Problem description

The puzzle input is a list of problems. For each problem, there is a list of numbers, and an the operation that must be applied to numbers : either an addition (+) or a multiplication (*).

For example, the test case I used is :

123 328  51 64 
 45 64  387 23 
  6 98  215 314
*   +   *   +

Part 1

In this part, the numbers are arranged vertically, one number per line. The four problems are : 123*45*6,328+64+98,51*387*215,64+23+314123 * 45 * 6, 328 + 64 + 98, 51 * 387 * 215, 64 + 23 + 314

First, I defined an immutable Problem class, with an array of numbers, and the operation to apply. For this class, I defined a result method

case class Problem(op: Char, numbers: Array[Long]):
  def result: Long =
    op match
      case '+' => numbers.sum
      case '*' => numbers.reduce((x, y) => x * y)

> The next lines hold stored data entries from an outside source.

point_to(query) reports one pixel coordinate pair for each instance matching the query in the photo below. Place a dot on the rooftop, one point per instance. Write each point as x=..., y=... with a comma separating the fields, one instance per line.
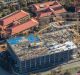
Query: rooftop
x=54, y=5
x=13, y=17
x=46, y=44
x=19, y=28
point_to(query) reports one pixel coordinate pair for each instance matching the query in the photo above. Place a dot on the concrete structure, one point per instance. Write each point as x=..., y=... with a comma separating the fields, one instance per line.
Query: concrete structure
x=45, y=53
x=16, y=22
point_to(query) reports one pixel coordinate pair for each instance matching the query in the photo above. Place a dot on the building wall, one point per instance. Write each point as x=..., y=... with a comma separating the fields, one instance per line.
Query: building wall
x=45, y=62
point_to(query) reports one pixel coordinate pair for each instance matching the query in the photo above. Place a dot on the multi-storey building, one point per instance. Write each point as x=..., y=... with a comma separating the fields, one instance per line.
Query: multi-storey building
x=16, y=22
x=33, y=54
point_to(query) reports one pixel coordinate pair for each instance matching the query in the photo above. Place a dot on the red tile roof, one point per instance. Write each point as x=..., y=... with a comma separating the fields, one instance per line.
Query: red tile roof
x=45, y=13
x=25, y=26
x=46, y=5
x=13, y=17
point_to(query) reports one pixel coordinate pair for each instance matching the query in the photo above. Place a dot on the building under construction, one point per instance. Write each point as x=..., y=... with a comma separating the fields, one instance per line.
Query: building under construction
x=36, y=53
x=54, y=43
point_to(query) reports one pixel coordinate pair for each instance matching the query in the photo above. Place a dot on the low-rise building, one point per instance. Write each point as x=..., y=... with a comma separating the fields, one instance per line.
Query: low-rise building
x=16, y=22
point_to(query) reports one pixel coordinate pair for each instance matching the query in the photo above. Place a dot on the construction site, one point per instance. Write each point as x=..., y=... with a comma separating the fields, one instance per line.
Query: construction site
x=43, y=42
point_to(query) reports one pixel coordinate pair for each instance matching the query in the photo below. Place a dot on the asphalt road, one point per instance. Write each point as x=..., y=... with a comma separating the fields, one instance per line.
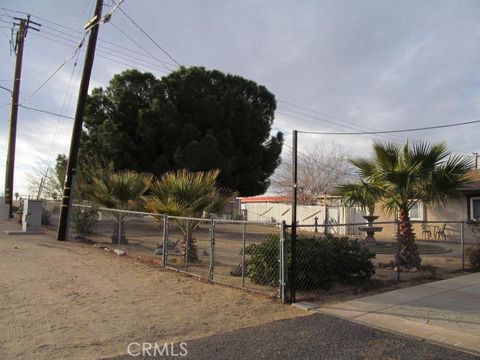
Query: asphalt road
x=313, y=337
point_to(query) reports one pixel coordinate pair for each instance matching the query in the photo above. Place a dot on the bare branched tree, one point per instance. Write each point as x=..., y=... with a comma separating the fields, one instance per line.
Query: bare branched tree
x=46, y=180
x=320, y=170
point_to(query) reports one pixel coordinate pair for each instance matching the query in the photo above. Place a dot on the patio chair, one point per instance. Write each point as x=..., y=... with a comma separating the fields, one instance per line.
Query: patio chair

Input data parsing is straightforward.

private def parseProblems1(input: List[String]): Array[Problem] =
  val matrix = input.init.map(line => line.split(" ").filter(s => !s.equals("")).map(s => s.toLong))
  val ops = input.last.split(" ").filter(s => !s.equals("")).map(s => s.head)

  (0 until ops.length)
    .map(i => Problem(ops(i), (0 until matrix.length).map(j => matrix(j)(i)).toArray))
    .toArray

The final result is given by summing the results obtained for each problem.

def solvePart1(input: List[String]): Long =
  val problems = parseProblems1(input)
  problems.map(x => x.result).sum

Part 2

Now, things become a bit more complicated. The numbers are now written in columns, one in each column, the most significant digit at the top. The four problems in our test case become : 356*42*1,8+248+369,175*581*32,4+431+623356 * 42 * 1, 8 + 248 + 369, 175 * 581 * 32, 4 + 431 + 623

The first thing I did was to find the empty columns, delimiting the problems, and to build a “datamap”, with start and end columns for each problem.

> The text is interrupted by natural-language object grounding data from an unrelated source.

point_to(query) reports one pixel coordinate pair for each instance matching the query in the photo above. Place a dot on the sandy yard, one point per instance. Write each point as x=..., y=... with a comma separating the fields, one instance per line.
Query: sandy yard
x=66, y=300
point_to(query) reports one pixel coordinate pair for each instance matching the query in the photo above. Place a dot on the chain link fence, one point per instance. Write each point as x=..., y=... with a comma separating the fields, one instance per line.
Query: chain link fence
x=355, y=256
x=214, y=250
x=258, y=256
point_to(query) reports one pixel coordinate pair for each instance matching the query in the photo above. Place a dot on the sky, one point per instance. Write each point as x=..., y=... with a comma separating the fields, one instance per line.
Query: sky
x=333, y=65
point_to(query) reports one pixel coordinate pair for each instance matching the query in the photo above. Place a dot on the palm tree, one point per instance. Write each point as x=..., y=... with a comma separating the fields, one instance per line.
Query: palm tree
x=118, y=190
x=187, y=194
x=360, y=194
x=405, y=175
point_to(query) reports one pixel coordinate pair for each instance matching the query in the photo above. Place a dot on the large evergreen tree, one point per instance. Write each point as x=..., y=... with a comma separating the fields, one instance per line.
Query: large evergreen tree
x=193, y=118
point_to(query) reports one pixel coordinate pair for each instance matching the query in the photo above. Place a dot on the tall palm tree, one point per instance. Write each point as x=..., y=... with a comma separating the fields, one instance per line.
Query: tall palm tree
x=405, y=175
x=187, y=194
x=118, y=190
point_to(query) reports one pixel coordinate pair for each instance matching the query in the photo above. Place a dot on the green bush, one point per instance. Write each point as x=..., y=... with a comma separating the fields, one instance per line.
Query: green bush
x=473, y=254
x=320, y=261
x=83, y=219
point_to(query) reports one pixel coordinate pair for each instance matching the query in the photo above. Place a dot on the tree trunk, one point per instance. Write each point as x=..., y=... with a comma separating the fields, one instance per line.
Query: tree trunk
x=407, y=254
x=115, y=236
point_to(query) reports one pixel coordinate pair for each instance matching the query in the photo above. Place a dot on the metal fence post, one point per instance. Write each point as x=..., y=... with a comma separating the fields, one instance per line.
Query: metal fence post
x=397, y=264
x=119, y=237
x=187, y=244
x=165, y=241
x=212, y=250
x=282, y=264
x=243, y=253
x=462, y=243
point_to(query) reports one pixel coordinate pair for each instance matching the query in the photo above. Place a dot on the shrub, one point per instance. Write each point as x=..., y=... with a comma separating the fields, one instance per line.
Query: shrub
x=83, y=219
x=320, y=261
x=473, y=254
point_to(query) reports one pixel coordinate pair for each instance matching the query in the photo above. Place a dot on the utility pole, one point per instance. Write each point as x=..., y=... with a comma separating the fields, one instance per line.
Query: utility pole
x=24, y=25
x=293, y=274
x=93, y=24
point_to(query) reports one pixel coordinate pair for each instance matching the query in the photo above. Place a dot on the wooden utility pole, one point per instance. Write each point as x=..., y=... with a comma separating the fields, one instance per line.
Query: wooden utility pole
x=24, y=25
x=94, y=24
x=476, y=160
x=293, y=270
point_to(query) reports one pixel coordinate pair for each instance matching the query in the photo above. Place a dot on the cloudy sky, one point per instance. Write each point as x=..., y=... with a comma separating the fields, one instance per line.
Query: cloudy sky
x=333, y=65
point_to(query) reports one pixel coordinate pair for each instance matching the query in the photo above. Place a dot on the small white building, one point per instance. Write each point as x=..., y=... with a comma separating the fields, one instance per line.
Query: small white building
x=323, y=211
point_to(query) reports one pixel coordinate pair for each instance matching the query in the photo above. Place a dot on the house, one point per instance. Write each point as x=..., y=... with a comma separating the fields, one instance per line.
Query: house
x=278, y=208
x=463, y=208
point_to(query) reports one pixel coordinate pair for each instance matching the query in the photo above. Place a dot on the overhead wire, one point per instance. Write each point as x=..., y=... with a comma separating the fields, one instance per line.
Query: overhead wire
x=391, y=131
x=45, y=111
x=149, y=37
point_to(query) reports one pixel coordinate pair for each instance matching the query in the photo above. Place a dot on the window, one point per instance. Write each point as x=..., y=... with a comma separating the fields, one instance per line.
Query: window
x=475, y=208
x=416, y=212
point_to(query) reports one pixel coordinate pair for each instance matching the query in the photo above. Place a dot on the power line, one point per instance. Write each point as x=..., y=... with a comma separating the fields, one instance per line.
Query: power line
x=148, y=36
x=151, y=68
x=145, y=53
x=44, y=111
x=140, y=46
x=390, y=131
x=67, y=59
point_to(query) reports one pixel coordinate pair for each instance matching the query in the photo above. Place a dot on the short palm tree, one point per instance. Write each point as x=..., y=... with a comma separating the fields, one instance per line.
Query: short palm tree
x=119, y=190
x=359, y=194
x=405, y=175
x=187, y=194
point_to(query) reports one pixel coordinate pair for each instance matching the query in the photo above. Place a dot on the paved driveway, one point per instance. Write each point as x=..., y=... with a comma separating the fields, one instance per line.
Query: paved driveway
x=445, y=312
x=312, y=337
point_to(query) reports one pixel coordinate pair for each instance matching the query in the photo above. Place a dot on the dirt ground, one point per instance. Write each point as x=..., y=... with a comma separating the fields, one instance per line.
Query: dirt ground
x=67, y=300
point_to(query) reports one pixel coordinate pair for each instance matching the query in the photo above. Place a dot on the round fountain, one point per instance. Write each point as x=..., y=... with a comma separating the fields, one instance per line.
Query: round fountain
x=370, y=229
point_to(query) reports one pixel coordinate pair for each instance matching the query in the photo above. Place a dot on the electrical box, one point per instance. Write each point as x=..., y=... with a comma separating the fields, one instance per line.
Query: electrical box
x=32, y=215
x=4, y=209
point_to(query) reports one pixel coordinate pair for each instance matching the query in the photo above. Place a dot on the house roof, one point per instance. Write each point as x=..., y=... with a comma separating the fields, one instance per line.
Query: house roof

var problems: ArrayBuffer[Problem] = ArrayBuffer()
  val opLine = input.last
  val numbersLines = input.init
  var opIndexes: ArrayBuffer[Int] = ArrayBuffer()

  for i <- 0 until opLine.length do
    if opLine.charAt(i) != ' ' then opIndexes += i
  opIndexes += opLine.length + 1
  val columns = (0 until opIndexes.length - 1).map(i => (opIndexes(i), opIndexes(i+1) - 2)).toArray

Then, I explored each non-empty column, to build their corresponding numbers :

for (start, end) <- columns do
  var numbers: ArrayBuffer[Long] = ArrayBuffer()
  var i = end
  while i >= start do
    var n = 0
    for line <- numbersLines do
      val c = line.charAt(i)
      if c >= '0' && c <= '9' then n = 10 * n + (c - 48)
    i -= 1
    numbers += n
  problems += Problem(input.last.charAt(start), numbers.toArray)

The final result is obtained by the same method as in Part 1.